Defeating Princeton and Penn at home for the second straight year could be another step forward in Yale’s efforts to establish its legitimacy in the Ivy League. Wins will prove that last year’s tremendous season was not a fluke. Additionally, a strong finish could set the stage for next season when the Ivy League will be wide open for the Bulldogs to win.

It certainly won’t be easy, but top teams will be losing some of their core players to graduation. Penn will lose All-Ivy players Ugonna Onyekwe, Koko Archibong, and Andy Toole. Brown will say goodbye to Earl Hunt, the top scorer in the Ivy League.

Okay, before we get too excited, it should be noted that Yale will also lose some players. Chris Leanza ’03, Ime Archibong ’03, and T.J. McHugh ’03 will all be leaving the program. Meanwhile, Princeton and Penn cannot be counted out because they are established programs that recruit well. These two teams have dominated the Ivy League for years and will probably always be competitive.

However, the 2003-2004 season would seem to be Yale’s best chance to go to the NCAA tournament for the first time in the program’s history. The team will return healthier versions of Alex Gamboa ’05 and Paul Vitelli ’04. Josh Hill ’04 should come back from a season-ending injury to be a dominant post presence. After sitting out this year, Princeton transfer Dominick Martin ’05 will be eligible to play. The Bulldogs will also have veteran leadership. The likely starting backcourt of Edwin Draughan ’05 and Gamboa will be juniors. Matt Minoff ’04, Scott Gaffield ’04, Justin Simon ’04, and Vitelli will be seniors.

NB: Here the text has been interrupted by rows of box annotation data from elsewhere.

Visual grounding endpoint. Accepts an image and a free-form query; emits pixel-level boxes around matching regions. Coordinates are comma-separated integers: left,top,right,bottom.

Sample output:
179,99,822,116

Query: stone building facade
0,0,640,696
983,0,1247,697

Therefore, the team is playing not just to salvage this season, but also to establish a program and regroup for next year. But before we get ahead of ourselves, let’s take a look at this year.

Last weekend’s games against Cornell and Columbia were an embarrassment. Yes, the team didn’t play particularly well, but I am talking about the crowd. On Friday night, the Cornell game was sparsely attended, with the student section mostly empty minutes before the game. The Columbia game on Saturday drew a larger crowd, but brought no enthusiasm. I understand that our team was coming off losses at Penn and Princeton that ended the team’s Ivy League hopes. Also, the games against Cornell and Columbia were hardly marquee matchups. Cornell (8-15) is awful, and Columbia (2-21) is worse. Nevertheless, those games were pitiful showings for a crowd that hasn’t been great all year.

What happened to the amazingly energetic crowds of last season? Last year, the student section stood throughout games and actually cheered. Now, with the exception of the band, only the fans in the far right section make noise and stay on their feet. The low point definitely occurred on Saturday when a police officer told the remaining faithful students to sit down. Basically, for whatever reason, the crowd just hasn’t been the presence it was last year.

Just like the basketball team itself, the crowd can salvage its season with dominant performances this weekend. During the Princeton-Penn weekend last year, the crowd had an impact on the games. There is no reason why this weekend’s games shouldn’t be the same.

If you are a sports fan or have some loyalty to Yale, you’ll need a great excuse to miss these games, i.e., going to the men’s hockey game against No. 2 Cornell on Saturday. But seriously, this weekend’s games are important for this year and future seasons. Be there and be loud.